Reformer of the week – Oksana Syroid

Samopomich party lawmaker Oksana Syroid on June 20 started a hunger strike to protest what she sees as President Petro Poroshenko’s efforts to discredit and obstruct Samopomich and its leader, Lviv Mayor Andriy Sadovy.

Syroid, a deputy speaker of parliament, went on hunger strike in front of the Presidential Administration together with Oleh Berezyuk, leader of Samopomich’s parliamentary faction, and was hospitalized on June 24.

Poroshenko’s critics accuse the president of banning all other regions from helping Lviv to dispose of its garbage, while he denies the accusations. Garbage has been accumulating in the city since a court ordered the closure of Lviv Oblast’s main garbage disposal facility in 2016 after a fire. Central authorities have also been reluctant to re-open the existing garbage disposal site or allocate a land plot for a new one.

Samopomich believes the “garbage blockade” of Lviv to be a ploy by the president to discredit and influence Sadovy, who could be a major competitor of Poroshenko in the 2019 presidential election.

Syroid and her fellow Samopomich lawmakers have authored many reformist initiatives, including bills to create an independent anti-corruption court and to bring the prosecution service and the judiciary in line with European standards.

Anti-reformer of the week – Serhiy Kozyakov

Serhiy Kozyakov, head of the High Qualification Commission, deserves the title of “Judicial Reform’s Gravedigger” for running roughshod over the Public Integrity Council, the judiciary’s civil society watchdog.

The commission has so far overridden 78 percent of the Public Integrity Council’s vetoes on 76 candidates for Supreme Court jobs deemed to be corrupt or dishonest.

Mikhail Slobodin, a judge at the Kharkiv Commercial Court of Appeal, said on June 22 that by rejecting the civic watchdog’s vetoes, the commission had destroyed society’s trust in the ongoing Supreme Court competition.

“Francis Fukuyuama said that society’s trust in the institutions of liberal democracy was a necessary condition of these institutions’ existence,” he said. “…We, judges, have lost the chance of self-cleansing that destiny gave us in 2014.”

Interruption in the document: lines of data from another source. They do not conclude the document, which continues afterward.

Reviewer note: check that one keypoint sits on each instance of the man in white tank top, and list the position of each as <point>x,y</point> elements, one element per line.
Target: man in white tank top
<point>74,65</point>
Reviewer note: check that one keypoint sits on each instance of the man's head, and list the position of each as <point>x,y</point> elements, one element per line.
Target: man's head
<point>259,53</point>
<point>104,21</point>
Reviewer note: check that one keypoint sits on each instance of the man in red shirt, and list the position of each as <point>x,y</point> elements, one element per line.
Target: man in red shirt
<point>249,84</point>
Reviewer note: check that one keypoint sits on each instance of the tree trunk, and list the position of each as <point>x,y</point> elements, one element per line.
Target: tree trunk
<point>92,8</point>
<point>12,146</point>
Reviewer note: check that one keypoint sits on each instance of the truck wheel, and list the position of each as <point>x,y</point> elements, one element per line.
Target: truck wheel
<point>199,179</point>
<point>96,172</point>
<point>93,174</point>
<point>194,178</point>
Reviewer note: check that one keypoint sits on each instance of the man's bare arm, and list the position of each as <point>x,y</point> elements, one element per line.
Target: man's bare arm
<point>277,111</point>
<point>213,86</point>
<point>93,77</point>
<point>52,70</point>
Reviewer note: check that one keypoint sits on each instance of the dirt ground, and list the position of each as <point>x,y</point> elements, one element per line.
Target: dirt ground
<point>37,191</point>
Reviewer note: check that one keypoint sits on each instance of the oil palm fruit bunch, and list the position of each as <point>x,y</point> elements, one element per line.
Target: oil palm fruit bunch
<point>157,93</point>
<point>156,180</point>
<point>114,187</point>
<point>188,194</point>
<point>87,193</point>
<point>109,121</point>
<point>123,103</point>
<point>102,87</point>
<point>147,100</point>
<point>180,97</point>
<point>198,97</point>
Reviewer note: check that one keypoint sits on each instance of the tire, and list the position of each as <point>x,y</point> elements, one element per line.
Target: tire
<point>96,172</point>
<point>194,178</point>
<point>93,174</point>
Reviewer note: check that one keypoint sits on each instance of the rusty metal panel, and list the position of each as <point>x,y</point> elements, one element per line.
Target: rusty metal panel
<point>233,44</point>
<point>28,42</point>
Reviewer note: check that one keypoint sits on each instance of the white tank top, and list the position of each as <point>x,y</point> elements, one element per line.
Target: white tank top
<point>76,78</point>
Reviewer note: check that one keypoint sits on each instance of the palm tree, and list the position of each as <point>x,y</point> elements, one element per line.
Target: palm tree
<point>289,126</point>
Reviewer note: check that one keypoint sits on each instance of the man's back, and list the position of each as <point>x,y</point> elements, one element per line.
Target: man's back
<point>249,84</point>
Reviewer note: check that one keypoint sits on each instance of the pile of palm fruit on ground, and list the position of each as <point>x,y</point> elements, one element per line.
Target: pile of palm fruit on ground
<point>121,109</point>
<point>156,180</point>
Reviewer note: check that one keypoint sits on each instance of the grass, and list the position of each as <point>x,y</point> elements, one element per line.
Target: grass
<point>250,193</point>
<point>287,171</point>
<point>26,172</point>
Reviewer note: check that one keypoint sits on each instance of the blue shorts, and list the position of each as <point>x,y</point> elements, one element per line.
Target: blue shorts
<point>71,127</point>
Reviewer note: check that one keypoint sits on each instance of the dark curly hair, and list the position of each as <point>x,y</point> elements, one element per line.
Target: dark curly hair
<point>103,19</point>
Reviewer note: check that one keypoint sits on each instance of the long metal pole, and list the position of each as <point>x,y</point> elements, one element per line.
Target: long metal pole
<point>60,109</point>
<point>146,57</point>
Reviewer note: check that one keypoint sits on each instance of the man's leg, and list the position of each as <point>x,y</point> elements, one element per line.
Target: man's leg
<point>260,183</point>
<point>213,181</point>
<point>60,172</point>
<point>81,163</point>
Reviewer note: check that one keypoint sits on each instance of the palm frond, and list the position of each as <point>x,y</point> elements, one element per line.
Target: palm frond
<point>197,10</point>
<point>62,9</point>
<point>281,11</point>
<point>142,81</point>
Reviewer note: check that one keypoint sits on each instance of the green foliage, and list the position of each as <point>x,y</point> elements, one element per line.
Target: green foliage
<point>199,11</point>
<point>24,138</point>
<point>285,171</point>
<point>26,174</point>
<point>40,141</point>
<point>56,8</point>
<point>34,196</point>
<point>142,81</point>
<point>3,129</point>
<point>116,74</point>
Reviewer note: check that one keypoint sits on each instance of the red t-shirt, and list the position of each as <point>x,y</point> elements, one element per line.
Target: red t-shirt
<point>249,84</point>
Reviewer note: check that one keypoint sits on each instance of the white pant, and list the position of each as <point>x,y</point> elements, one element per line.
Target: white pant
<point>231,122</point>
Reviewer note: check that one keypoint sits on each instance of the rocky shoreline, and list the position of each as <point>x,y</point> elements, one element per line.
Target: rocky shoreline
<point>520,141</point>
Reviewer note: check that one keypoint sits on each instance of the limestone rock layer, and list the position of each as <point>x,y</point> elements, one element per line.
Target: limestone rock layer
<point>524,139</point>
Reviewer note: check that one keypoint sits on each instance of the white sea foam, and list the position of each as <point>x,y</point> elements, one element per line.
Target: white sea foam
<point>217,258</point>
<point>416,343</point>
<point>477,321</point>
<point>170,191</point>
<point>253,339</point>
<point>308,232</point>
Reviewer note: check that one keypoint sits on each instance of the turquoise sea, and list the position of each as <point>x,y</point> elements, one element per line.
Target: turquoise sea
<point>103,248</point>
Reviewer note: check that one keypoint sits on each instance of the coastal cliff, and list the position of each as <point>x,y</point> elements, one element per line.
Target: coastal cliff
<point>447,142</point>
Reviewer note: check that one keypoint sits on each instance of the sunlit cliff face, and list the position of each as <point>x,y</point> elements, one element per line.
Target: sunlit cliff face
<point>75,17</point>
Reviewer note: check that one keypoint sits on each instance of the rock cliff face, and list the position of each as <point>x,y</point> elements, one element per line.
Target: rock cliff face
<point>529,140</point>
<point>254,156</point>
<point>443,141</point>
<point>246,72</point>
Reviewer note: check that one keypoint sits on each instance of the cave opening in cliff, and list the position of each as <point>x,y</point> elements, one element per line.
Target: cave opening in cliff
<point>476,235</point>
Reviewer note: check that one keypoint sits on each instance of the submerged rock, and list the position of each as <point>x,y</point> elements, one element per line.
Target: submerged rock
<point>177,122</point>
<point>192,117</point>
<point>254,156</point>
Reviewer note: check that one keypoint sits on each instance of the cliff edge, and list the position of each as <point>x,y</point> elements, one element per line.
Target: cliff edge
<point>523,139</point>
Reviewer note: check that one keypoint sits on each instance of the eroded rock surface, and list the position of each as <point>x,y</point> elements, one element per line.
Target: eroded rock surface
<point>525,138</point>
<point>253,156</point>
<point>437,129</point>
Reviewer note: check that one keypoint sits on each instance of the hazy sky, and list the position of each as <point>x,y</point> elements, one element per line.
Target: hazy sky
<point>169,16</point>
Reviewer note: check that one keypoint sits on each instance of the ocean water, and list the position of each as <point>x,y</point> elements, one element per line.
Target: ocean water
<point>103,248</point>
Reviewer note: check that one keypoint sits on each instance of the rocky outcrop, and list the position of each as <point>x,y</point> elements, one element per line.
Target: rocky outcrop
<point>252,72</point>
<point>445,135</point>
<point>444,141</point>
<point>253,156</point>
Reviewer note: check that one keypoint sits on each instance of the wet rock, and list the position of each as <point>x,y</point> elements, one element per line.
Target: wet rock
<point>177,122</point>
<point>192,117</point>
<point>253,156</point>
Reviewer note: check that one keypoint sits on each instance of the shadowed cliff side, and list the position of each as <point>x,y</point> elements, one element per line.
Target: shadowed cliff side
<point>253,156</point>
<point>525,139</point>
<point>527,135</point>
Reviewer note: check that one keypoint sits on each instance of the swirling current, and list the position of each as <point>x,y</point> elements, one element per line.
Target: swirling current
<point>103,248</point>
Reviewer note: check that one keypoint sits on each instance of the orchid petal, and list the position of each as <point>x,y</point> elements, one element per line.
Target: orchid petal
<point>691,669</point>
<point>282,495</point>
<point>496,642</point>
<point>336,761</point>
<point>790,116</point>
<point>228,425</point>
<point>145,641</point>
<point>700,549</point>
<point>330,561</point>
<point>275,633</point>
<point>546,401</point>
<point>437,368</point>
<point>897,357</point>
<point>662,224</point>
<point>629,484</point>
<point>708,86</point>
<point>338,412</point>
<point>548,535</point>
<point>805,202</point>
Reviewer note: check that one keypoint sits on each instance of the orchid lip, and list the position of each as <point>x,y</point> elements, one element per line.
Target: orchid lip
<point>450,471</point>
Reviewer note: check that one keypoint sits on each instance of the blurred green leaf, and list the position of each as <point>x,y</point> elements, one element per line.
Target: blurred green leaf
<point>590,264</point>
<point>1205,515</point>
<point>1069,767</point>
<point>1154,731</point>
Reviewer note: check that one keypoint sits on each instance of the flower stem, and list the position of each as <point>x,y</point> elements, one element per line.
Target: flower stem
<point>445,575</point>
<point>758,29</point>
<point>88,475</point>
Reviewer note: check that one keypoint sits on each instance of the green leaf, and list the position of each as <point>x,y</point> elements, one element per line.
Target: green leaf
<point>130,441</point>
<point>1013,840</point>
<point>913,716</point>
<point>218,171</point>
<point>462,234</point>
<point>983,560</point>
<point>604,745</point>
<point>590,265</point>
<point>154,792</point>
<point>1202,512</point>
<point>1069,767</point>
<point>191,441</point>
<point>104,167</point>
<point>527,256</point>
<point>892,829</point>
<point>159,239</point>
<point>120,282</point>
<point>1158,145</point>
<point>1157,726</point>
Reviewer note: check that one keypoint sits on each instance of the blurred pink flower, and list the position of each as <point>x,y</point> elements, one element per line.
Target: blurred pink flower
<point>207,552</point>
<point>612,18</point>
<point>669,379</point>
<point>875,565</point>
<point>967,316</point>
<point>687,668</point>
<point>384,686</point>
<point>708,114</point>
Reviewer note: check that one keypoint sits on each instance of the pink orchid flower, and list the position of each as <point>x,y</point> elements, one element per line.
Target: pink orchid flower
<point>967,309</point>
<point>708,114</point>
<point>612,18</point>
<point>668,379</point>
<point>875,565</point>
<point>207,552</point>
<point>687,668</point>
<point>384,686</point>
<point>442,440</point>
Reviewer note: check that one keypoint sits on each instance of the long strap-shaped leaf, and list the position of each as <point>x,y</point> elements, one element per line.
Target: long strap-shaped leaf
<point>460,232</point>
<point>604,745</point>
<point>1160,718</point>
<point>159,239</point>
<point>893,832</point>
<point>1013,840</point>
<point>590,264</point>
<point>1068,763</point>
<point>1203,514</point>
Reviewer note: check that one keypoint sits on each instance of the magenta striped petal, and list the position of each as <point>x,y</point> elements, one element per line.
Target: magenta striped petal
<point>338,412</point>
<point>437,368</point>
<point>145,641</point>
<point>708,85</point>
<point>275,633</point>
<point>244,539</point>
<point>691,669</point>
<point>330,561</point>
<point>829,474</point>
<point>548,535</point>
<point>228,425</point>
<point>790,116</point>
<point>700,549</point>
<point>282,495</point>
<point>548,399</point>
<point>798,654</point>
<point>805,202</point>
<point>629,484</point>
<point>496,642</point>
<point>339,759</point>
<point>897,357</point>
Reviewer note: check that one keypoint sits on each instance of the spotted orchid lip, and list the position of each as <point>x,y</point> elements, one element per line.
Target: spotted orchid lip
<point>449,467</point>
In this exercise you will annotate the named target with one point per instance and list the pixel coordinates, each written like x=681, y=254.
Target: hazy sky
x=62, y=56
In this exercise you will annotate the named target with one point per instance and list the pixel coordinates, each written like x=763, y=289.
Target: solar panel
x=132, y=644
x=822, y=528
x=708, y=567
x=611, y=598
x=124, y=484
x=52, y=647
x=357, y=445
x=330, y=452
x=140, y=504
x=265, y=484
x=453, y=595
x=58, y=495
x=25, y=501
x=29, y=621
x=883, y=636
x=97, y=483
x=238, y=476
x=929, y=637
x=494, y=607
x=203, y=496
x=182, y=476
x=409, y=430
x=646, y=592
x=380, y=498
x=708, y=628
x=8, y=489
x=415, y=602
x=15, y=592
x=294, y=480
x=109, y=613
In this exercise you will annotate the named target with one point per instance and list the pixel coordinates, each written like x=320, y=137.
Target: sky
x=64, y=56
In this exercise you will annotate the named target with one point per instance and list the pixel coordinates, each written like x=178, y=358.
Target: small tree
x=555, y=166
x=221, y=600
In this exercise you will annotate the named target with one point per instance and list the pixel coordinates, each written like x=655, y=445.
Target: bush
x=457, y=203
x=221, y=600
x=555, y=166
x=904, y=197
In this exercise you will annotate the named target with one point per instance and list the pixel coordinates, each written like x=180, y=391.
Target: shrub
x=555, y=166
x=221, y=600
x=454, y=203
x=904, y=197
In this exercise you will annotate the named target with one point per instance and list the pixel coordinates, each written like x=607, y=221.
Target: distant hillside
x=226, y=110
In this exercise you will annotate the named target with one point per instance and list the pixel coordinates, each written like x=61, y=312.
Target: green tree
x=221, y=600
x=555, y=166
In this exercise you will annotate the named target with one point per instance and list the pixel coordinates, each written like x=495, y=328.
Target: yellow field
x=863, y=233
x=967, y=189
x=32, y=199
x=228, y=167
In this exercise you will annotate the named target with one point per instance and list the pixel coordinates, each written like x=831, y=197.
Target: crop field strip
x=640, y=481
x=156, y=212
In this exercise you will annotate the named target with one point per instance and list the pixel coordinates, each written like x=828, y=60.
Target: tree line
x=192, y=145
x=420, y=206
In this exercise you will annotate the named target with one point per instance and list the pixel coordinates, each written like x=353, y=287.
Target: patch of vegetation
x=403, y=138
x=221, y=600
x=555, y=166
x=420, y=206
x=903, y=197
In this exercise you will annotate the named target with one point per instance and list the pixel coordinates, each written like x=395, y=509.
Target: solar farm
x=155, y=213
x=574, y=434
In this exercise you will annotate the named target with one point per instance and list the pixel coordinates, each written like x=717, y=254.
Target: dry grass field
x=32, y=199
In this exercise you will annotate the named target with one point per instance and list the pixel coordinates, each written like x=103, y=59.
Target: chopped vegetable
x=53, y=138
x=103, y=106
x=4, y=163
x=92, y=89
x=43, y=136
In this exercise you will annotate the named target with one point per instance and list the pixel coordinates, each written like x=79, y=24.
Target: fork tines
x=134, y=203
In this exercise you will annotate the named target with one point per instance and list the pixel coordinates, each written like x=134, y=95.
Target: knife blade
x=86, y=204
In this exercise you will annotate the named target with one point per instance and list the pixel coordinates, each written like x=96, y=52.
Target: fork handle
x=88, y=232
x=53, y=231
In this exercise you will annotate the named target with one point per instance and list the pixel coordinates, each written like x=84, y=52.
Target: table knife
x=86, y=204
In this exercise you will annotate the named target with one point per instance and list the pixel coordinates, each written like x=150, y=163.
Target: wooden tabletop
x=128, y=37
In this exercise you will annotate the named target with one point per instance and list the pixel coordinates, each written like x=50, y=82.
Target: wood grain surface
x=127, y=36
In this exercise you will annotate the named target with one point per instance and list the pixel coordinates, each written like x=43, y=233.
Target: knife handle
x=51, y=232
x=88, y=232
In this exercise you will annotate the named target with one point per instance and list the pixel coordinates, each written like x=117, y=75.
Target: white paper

Marie Yovanovitch, the U.S. ambassador to Ukraine, said on June 29 that, if not enough candidates who meet moral and professional standards were found during the ongoing competition, the authorities should hold another one. Meanwhile, Jan Tombinski, the European Union’s ex-ambassador to Ukraine, said on June 27 that Ukraine should stop imitating reforms.

Roman Brehei, a judge at the Kirovohrad District Administrative Court, has asked law enforcement bodies to investigate the High Qualification Commission over what he sees as a blatantly illegal decision to let 299 candidates with insufficient scores run in the competition.

The High Qualification Commission on June 26 overrode the Public Integrity Council’s veto on Deputy Prosecutor General Angela Stryzhevska in what critics saw as an effort to promote a loyalist of the authorities.

Stryzhevska has a conflict of interest because of her prosecutorial duties and has committed procedural violations as a judge before, the watchdog said. Stryzhevska and the commission deny accusations of wrongdoing.